Where is the given function discontinuous?
$$f(x)= \begin{cases} x^2&\quad\text{if }x < -1\\ \sqrt{x + 4}&\quad\text{if }−1 ≤ x ≤ 0\\ \sin(2x)/x&\quad\text{if }x > 0\\ \end{cases}$$
I have checked discontinuity with $x=0$ (continuous), and also with $x=-1$ (discontinuous).
Is my solution true? Is the point $x=-1$ is the only point where this function is discontinuous?
Yes that is correct.

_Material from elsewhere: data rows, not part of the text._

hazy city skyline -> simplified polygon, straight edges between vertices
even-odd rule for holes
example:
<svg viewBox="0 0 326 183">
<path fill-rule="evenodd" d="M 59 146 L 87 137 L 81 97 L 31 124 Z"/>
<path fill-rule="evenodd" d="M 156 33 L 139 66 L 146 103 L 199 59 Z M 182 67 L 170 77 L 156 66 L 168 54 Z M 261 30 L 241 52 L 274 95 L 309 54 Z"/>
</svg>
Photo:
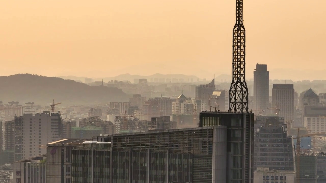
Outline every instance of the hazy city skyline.
<svg viewBox="0 0 326 183">
<path fill-rule="evenodd" d="M 326 2 L 245 2 L 247 78 L 258 62 L 271 79 L 326 79 L 313 72 L 326 66 L 319 53 Z M 1 3 L 2 75 L 231 72 L 232 1 Z M 291 68 L 297 71 L 286 73 Z"/>
</svg>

From one side the graph approaches $1$ but the other side approaches $\sqrt{3} \neq 1$. Since the limits disagree from both sides we have a jump discontinuity.
As $f(x)$ is a picewise function, in order to check its discontinuity, you should check the sets the function is defined by.
So: if $x < -1$, the function is continuous as it is defined as $x^2$, which is continuous because it is a polynomial.
If $x=-1$, we've got that $$\lim_{x \to -1^-} f(x) = 1 \neq \sqrt3 = \lim_{x \to -1^+} f(x)$$ so, directly, $f$ is discontinuous in $x=-1$.
If $-1 < x < 0$, $f$ is continuous because $\sqrt{x + 4}$ is continous in its domain (you can prove it).
If $x = 0$, we see that $$\lim_{x \to 0^-} f(x) = \sqrt{0 + 4} = 2$$ and $$\lim_{x \to 0^+} f(x) = \lim_{x \to 0^+} \sin(2x)/x = \lim_{x \to 0^+} 2\cos(2x) / 1 = 2\cos(0) = 2$$ (we have applied L'Hôpital's rule).
So, as $$f(0) = \lim_{x \to 0^-} f(x) = \lim_{x \to 0^+} f(x)$$ we have proved that $f$ is continuous in $x=0$.
And, finally, if $x > 0$, the function is defined by $\sin(2x)/x$, which isn't defined if $x=0$. As we are seeing the behaivour of $f$ in for values of $x$ that verify $x > 0$, the function will be continuous in this part of the function.
So, where is the function discontinuous? Only in $x = -1$.